Si The Meyerowitz Stories de Noah Baumbach avait gentiment ouvert la porte, Uncut Gems des frangins Safdie lui, enfonce le clou avec une frénésie dingue, offrant au comédien l'écrin parfait et presque miraculeux qu'il avait tant besoin, pour signer la plus belle prestation de sa carrière.
Vision démente au coeur du Diamond District diamantifère de New York (excepté un prologue étouffant dans les mines d'opale de Welo, en Éthiopie), cloué aux basques d'un diamantaire juif, Howard Ratner, dont le destin est lié à de magnifiques opales noires, la péloche démarre de manière on ne peut plus évocatrice : l’exploration coloscopique du fondement d'un anti-héros qui, justement, voguera tout du long dans les méandres nauséabonds aussi bien d'un milieu sans morale ni restriction (un monde abject et de merde, n'ayons pas peur des mots), que d'une vie constamment remis en cause par une auto-destruction constante et frénétique (soit un penchant profond pour toujours se foutre... dans la merde).

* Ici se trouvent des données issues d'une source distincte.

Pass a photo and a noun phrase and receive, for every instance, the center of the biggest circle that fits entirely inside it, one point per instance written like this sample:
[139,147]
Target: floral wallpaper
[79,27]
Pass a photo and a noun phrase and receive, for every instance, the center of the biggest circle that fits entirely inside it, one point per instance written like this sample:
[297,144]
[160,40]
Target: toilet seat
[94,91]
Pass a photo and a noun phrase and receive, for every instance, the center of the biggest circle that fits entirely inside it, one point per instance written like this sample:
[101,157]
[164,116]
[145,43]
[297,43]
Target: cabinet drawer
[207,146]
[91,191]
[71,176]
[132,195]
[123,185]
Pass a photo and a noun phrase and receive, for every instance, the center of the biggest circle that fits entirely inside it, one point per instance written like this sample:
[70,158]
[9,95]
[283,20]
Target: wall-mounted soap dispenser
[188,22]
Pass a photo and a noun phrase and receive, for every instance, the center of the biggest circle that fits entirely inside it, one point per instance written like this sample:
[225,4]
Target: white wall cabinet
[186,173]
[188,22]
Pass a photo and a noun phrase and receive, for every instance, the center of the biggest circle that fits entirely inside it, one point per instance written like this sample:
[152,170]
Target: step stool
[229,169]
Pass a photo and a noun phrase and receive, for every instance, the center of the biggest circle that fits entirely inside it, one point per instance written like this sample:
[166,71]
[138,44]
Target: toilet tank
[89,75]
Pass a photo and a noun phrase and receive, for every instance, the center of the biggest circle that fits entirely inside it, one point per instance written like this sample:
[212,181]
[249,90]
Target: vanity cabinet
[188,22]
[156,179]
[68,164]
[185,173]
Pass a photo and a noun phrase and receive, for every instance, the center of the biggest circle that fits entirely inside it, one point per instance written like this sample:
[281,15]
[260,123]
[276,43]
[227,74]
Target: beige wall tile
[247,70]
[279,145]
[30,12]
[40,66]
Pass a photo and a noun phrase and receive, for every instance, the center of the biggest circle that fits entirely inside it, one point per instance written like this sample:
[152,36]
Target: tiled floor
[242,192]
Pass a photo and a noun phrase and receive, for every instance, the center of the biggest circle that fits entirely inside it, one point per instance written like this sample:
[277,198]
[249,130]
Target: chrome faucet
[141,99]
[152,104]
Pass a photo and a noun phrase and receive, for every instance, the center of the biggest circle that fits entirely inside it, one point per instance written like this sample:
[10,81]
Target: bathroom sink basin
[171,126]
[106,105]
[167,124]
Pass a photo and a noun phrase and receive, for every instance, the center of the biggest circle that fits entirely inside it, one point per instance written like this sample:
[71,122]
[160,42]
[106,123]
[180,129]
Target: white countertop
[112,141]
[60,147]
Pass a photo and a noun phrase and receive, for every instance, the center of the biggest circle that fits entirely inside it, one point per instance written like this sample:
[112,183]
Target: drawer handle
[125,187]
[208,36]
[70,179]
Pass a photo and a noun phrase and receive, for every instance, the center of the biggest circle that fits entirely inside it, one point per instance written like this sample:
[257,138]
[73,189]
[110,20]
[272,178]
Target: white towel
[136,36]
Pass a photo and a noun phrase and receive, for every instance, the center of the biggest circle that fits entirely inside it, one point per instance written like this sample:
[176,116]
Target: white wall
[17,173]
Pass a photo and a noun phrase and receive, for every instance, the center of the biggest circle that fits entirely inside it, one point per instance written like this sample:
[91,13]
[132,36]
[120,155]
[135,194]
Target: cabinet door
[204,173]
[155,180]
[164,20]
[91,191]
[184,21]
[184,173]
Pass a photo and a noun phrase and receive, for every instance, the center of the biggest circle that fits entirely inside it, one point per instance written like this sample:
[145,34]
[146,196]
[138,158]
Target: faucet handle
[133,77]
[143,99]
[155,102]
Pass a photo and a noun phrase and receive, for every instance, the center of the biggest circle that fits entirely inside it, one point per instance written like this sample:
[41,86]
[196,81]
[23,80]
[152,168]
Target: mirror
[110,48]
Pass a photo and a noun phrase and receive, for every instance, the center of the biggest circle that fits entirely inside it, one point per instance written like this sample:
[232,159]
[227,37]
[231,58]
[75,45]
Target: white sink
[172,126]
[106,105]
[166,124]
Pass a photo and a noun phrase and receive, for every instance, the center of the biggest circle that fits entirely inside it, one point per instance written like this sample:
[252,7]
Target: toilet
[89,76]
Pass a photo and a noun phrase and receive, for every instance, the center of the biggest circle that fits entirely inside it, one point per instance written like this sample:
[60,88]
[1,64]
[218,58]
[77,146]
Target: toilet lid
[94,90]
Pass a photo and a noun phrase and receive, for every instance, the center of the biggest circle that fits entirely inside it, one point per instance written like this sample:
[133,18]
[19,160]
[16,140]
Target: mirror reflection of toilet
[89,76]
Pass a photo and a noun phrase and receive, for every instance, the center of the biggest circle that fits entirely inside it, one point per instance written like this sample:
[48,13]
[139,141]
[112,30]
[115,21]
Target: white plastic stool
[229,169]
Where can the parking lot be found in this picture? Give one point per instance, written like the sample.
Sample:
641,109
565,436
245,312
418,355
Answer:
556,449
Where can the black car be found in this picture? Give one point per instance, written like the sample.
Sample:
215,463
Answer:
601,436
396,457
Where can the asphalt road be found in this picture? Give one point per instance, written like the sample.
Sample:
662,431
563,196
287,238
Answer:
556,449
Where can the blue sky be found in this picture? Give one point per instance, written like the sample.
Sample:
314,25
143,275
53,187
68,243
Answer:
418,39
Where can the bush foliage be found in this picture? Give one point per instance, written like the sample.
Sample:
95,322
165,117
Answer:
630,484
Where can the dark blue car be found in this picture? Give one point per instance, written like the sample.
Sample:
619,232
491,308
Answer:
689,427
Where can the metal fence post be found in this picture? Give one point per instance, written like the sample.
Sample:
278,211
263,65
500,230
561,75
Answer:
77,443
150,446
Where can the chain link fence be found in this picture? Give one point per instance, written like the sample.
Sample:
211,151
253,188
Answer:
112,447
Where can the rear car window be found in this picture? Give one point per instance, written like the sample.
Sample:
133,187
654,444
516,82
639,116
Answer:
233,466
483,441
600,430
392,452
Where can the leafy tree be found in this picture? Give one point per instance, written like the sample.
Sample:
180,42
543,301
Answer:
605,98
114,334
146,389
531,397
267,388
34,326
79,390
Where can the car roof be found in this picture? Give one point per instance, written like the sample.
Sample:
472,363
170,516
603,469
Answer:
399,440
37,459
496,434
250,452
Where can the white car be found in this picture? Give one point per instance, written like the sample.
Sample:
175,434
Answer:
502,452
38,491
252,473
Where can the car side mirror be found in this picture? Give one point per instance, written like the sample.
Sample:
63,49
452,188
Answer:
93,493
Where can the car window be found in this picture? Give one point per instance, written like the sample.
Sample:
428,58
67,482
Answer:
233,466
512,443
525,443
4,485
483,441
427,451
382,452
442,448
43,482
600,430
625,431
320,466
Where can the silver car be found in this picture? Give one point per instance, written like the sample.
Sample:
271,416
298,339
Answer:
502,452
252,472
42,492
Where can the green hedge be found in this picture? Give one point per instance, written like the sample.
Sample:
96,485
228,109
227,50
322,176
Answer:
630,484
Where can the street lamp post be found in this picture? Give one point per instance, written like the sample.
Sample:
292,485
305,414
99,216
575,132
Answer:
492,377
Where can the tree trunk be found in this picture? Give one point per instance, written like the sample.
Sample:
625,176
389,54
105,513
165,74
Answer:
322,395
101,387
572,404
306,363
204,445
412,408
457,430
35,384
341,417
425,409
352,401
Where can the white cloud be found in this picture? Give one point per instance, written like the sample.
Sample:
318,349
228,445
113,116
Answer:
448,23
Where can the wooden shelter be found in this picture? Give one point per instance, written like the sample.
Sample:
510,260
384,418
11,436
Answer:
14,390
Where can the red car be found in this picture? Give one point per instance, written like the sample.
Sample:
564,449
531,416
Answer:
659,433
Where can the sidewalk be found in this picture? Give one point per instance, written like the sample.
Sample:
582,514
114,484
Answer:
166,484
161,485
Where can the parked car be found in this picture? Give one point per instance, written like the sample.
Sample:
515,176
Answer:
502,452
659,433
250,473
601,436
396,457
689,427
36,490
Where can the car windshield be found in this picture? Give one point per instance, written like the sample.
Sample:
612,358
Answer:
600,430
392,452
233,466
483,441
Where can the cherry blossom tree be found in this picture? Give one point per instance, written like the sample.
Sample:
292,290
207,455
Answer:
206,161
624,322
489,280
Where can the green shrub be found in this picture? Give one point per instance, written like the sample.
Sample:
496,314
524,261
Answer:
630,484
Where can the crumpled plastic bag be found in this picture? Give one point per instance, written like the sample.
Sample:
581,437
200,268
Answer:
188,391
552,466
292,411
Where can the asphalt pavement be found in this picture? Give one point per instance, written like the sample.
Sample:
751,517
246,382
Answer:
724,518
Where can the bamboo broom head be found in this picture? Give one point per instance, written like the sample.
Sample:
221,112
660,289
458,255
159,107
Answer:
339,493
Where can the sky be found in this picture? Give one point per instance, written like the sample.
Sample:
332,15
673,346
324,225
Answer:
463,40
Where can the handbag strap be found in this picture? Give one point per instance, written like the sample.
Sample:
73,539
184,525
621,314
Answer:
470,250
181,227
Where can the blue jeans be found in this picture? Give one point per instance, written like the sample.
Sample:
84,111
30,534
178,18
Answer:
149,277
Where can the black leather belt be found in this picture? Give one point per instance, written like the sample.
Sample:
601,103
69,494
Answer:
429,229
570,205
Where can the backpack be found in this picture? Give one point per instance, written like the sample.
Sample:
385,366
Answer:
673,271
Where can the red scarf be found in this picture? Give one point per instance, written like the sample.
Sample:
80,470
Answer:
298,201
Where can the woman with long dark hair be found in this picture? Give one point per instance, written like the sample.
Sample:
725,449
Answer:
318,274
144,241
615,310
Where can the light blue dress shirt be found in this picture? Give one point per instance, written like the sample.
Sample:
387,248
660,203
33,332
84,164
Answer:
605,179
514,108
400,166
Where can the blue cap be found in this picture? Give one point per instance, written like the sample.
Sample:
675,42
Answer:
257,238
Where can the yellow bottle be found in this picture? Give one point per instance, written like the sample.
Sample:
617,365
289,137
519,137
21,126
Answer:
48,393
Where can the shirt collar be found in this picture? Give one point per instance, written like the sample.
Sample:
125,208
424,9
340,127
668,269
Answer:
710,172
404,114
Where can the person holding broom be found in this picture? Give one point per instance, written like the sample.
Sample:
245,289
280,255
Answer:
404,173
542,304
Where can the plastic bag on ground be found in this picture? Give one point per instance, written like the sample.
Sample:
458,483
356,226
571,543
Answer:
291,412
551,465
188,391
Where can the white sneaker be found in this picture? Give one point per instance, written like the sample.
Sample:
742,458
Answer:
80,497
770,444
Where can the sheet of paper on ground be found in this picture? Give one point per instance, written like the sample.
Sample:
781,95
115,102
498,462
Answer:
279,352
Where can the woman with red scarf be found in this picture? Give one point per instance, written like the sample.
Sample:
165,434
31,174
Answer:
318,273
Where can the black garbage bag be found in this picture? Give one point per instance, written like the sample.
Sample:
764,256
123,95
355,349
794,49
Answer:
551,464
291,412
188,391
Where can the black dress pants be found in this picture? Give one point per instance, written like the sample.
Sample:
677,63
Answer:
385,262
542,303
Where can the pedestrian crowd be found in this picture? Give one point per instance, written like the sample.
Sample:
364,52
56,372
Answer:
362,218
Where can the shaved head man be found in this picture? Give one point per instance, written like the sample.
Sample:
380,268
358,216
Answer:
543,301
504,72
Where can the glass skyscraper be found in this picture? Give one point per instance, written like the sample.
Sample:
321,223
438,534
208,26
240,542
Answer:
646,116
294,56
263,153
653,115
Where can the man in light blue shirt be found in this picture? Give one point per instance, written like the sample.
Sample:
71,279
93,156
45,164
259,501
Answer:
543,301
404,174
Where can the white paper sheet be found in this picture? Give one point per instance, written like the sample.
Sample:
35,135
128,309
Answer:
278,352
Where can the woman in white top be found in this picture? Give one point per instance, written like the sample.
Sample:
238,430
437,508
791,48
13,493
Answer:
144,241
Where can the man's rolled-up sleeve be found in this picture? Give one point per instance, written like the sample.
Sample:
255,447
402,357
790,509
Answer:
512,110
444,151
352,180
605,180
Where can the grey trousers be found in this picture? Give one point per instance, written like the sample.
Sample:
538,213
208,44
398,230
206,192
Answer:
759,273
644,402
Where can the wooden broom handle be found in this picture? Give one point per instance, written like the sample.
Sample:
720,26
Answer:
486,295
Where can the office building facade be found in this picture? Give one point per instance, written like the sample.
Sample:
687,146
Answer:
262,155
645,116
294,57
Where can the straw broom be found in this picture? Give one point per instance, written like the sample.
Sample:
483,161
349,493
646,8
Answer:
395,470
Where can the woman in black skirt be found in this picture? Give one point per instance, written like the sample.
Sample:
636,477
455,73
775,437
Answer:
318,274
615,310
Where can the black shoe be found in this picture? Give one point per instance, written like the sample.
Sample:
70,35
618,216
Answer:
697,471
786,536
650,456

Un film de tripes, qui prend par les tripes et qui vit dans ce qu'elles doivent donner au quotidien, et chez Howard, elles sont autant le moteur que le dépositaire des impulsions maladives et anxieuses d'une âme qui se mutilent sans justification et dans tous les sens possible, jamais attirée vers les voies fragiles de la raison et de la satisfaction.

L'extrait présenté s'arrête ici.